Figure 13 shows the accuracy values of those methods. Our method’s performance is not as good as that of FPN and UNet in the first 30 rounds of training. However, in the subsequent training, the accuracy value of our model is higher than that of other comparison algorithms, nearly 0.1 higher than MSRN. The performance of MSRN and MSFCN models is very unstable. In contrast, the accuracy value of our model remains above 0.95, and reaches 0.99 in the later stage.
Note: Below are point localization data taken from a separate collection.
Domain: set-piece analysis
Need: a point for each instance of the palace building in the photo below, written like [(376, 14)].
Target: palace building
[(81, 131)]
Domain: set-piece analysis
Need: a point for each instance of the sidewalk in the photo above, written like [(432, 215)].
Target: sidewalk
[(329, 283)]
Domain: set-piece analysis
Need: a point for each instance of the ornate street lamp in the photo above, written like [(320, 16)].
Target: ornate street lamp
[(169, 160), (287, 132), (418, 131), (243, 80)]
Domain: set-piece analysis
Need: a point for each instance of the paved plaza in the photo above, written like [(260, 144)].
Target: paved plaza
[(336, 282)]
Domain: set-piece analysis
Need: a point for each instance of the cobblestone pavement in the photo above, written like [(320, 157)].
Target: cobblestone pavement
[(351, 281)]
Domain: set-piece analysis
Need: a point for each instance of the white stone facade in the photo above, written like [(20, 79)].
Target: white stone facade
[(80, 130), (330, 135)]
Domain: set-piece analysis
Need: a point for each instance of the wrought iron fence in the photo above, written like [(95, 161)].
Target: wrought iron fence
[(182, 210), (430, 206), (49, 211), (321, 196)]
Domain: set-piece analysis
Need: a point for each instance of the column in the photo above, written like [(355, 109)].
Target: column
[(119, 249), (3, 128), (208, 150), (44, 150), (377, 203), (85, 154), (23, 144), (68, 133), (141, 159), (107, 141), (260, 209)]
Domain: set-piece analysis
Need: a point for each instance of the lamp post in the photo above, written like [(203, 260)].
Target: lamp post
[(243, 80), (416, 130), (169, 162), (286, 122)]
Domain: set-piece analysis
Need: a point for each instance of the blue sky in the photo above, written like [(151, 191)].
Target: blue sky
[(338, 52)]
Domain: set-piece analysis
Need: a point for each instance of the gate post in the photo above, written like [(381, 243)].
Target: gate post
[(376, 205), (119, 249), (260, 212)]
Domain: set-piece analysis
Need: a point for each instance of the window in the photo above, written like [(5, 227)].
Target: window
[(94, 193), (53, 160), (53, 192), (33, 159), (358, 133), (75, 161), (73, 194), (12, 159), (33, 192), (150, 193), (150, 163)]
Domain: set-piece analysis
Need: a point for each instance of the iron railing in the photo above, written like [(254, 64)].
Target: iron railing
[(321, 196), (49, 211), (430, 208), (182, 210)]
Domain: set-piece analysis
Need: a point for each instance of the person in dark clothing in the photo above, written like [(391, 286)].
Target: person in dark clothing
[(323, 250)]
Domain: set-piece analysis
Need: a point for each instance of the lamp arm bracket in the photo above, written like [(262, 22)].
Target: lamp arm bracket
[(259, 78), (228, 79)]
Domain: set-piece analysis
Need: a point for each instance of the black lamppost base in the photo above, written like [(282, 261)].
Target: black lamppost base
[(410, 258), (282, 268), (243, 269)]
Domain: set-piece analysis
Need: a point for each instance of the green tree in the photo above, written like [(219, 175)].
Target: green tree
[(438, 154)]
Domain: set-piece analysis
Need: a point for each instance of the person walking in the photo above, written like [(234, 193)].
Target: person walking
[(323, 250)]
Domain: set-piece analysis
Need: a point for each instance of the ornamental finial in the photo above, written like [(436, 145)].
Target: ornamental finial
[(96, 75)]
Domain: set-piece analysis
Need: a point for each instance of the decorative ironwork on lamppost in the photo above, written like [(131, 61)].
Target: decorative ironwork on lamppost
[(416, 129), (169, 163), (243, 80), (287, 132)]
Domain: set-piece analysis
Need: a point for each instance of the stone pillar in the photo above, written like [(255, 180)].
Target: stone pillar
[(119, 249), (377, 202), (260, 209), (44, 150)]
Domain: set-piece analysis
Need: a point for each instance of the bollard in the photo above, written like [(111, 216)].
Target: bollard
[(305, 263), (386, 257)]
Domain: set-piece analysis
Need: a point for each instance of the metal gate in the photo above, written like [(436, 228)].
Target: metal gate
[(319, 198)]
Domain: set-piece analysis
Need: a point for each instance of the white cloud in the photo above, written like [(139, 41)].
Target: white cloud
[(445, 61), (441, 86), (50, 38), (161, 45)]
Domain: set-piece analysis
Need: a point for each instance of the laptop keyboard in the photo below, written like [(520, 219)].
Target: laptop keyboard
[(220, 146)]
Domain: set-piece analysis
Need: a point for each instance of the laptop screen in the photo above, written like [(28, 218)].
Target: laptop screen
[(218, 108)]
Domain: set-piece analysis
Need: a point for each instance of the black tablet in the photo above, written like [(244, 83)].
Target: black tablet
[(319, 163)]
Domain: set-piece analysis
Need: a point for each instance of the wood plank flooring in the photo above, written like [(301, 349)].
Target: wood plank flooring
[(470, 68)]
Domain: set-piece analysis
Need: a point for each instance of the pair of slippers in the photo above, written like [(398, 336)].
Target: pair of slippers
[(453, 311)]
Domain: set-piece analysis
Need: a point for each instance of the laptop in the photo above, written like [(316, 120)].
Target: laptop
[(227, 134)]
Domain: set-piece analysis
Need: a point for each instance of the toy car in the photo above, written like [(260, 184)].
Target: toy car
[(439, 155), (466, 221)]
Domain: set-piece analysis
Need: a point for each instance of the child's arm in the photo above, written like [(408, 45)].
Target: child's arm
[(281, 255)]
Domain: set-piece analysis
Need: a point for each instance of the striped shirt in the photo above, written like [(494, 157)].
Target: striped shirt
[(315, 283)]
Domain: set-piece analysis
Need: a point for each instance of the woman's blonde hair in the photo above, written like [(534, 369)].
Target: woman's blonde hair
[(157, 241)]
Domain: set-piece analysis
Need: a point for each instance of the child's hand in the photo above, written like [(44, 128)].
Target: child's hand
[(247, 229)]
We plot the precision as a function of 100 epochs for five of the contrasting models in
Figure 14. It can be seen from the figure that the accuracy of our method is the highest most of the time, reaching more than 0.95, which is nearly 0.2 higher than the worst-performing MSRN. Between epochs 30 and 60 and after 80, the precision of DFANet is maintained in a relatively stable and high state, and the obtained segmentation effect is relatively accurate.
We compared the
F1-score values of different models, as shown in
Figure 15. The F1-score value of DFANet gradually increased in the later stage, and reached 0.94 at about 100 rounds of training. Our method has a good segmentation effect and high segmentation accuracy for osteosarcoma.
Finally, we compared the
DSC values of these models at corresponding epochs. As shown in
Figure 16, the
DSC value of our model is the highest, close to 0.95, nearly 0.05 higher than MSFCN, and about 0.15 higher than the worst MSRN.
DSC of our model has a continuous upward trend, and as the number of training rounds increases, its effect will get better and better. It shows that DFANet has high segmentation similarity and can better segment the target area of osteosarcoma and process the boundary.